Alastair Boone is the editor-in-chief of Street Spirit and a former editorial fellow at CityLab.
A Trump administration official dared local electeds to stand up against the ban. They did.
This morning, President Trump announced in a series of tweets that he was banning transgender people from the military. After speaking to a Trump administration official, Axios reporter Jonathan Swan tweeted out the official’s response:
Just spoke to a Trump administration official about the transgender military decision. Here's what they said... pic.twitter.com/eOWdvlxTfd— Jonathan Swan (@jonathanvswan) July 26, 2017
The official may have intended it as a dare, suggesting that Trump’s move was an electoral tactic. But a number of U.S. mayors were ready to take up the official on his suggestion, including several in the Rust Belt. In the minutes and hours since the president’s announcement, mayors all over the country have made it clear that they welcome the transgender individuals the president may now eject from the nation’s armed forces.

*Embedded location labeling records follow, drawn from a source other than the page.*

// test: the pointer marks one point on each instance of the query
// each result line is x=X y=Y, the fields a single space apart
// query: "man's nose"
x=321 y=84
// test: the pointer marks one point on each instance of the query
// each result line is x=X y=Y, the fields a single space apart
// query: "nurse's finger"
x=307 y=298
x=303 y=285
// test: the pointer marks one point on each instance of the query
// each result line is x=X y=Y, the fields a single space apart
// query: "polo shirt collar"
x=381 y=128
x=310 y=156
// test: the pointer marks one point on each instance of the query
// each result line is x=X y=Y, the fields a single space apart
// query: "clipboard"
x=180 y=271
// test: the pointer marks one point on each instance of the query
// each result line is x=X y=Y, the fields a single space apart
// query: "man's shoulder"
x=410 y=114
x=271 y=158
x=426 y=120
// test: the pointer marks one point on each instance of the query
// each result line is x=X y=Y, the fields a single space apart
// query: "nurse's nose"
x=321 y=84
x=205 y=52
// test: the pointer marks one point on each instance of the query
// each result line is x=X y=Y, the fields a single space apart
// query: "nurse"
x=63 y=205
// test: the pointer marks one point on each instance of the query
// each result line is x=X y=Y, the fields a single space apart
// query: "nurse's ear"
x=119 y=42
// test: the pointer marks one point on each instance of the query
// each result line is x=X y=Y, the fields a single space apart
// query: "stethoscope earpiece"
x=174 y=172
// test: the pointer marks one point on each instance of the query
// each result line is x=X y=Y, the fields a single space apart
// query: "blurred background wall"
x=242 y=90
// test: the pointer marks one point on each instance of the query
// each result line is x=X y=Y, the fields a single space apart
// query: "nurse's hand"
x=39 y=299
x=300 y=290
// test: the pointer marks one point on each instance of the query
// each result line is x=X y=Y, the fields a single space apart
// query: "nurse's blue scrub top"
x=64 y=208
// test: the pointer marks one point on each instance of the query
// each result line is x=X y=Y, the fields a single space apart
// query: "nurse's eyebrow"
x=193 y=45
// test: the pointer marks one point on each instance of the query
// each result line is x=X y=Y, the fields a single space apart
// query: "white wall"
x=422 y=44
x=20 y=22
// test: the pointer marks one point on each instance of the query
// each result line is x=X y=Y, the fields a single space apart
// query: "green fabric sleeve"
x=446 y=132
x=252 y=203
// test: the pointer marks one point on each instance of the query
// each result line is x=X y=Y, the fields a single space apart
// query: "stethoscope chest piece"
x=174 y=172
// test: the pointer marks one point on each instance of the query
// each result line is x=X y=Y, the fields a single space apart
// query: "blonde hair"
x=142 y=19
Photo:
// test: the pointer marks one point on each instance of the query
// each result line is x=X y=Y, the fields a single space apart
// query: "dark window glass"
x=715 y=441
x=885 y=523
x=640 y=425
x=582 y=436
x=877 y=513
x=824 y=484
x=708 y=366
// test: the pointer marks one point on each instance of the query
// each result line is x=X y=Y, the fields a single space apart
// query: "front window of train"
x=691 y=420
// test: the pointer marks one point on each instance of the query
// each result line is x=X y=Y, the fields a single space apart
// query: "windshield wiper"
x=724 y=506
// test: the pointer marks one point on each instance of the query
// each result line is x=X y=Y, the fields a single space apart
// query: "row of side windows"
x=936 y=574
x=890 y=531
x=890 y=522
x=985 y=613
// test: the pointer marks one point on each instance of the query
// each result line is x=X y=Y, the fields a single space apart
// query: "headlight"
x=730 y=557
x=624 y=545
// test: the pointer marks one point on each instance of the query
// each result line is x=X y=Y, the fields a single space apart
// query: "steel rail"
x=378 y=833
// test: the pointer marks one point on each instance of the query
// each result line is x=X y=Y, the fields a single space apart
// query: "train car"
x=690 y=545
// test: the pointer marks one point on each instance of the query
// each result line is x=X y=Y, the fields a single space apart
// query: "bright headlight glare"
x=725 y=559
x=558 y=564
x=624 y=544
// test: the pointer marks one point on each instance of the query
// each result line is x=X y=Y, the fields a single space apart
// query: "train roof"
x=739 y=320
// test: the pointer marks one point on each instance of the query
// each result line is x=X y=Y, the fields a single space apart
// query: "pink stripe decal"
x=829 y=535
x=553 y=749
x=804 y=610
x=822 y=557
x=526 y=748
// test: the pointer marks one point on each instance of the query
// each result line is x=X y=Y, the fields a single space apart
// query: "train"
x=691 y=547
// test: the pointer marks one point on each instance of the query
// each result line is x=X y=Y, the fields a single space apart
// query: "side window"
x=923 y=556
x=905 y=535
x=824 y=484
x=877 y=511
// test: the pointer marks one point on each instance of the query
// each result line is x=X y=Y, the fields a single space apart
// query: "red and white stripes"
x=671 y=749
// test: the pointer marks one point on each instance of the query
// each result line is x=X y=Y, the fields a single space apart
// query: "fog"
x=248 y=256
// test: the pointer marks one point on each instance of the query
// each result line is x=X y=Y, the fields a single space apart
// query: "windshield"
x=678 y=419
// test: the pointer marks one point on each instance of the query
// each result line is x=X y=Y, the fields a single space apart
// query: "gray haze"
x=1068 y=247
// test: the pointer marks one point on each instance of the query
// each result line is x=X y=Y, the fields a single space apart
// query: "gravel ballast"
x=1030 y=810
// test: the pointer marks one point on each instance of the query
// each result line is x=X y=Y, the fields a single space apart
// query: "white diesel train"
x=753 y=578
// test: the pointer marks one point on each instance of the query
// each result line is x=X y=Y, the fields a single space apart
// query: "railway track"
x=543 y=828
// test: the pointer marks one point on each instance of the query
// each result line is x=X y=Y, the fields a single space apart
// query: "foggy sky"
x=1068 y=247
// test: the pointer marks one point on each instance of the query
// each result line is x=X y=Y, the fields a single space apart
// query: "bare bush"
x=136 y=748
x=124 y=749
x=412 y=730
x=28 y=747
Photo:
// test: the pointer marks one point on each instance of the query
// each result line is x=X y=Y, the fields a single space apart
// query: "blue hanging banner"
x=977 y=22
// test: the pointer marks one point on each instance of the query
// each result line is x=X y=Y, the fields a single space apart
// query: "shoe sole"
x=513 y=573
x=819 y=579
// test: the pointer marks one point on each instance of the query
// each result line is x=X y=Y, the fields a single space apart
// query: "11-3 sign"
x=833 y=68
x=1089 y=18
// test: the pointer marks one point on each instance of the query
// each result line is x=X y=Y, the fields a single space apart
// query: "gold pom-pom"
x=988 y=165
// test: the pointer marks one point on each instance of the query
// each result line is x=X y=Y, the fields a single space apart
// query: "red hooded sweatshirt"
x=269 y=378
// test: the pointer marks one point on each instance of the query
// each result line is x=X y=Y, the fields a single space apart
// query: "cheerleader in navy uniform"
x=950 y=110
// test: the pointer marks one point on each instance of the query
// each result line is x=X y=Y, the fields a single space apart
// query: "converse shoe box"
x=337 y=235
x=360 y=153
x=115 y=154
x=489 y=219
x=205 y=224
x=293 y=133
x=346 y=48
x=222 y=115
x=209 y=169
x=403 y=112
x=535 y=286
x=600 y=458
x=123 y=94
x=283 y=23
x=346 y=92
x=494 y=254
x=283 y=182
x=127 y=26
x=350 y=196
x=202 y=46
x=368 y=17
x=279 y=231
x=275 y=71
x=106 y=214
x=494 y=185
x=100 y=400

Chicago mayor Rahm Emanuel said that president Trump has come down on the “wrong side of history,” reminding Chicagoans that today is the 69th anniversary of President Truman’s order to integrate the military. And Milwaukee Mayor Tom Barrett said he supports any American who wants serve in the military.
On the 69th anniversary of President Truman’s order to integrate the military, President Trump has come down on the wrong side of history. pic.twitter.com/RFnKma9uG4— Mayor Rahm Emanuel (@ChicagosMayor) July 26, 2017
I stand by any American willing to serve and fight for our great nation. Together, we are united in promoting equality for all.— Mayor Tom Barrett (@MayorOfMKE) July 26, 2017
Rochester Mayor Lovely Warren echoed the sentiment that the president’s ban is a regression, stating: “It seems like our country has been transported back in time with the Neanderthal policies coming out of the White House.”
On the other side of the country, Mayor Greg Stanton of Phoenix reminded Arizonians of the city’s decision last year to implement transgender inclusive healthcare.
A year ago, City of Phoenix added transgender inclusive health care. Makes our city a more competitive employer & stronger community.— Greg Stanton (@MayorStanton) July 26, 2017
San Antonio Mayor Ron Nirenberg called the President’s new ban offensive, discriminatory, and potentially unconstitutional. Nirenberg emphasized the issue’s special resonance in his city, which is home to three military bases and is nestled in a state that is trying to limit public bathroom access for transgender residents—a bill that he testified against earlier this month.
Several mayors of sanctuary cities also came forward to oppose the president’s new ban. In these cities, which are already fighting the Trump administration to protect their immigrant residents, many officials have taken measures to protect their transgender residents as well. Last year, New York City Mayor Bill de Blasio launched an ad campaign that affirmed the legal right to use bathrooms consistent with gender identity in New York City. His tweet this morning doubled down on this support.
Thousands of brave transgender Americans serving our nation right now proudly prove you wrong, President Trump. pic.twitter.com/OVyYKzjSQG— Bill de Blasio (@NYCMayor) July 26, 2017
Boston Mayor Marty Walsh said it is “shameful and un-American” to turn individuals away from the military because of their gender identity, and mayor Denise Simmons of Cambridge tweeted that the ban works against fostering the kind of inclusive country that many have spent their lives fighting for. San Francisco Mayor Ed Lee’s support adds to a long history of San Francisco’s support for LGBTQ rights.
And this is NOT representative of the inclusive, welcoming country that so many of us have been fighting our whole lives for— Mayor Denise Simmons (@E_DeniseSimmons) July 26, 2017
Mayor Jess Herbst of New Hope, Texas, tweeted that President Trump’s ban contradicts his campaign platform of supporting the LGBTQ community. In February, Herbst came out as Texas’s first openly transgender mayor.
While mayors may not control military policy, this is another front on which cities are exercising their resistance to the Trump administration. As per the White House’s statement, city officials can run on opposition to the president’s newest ban—and it seems that many are willing to do so.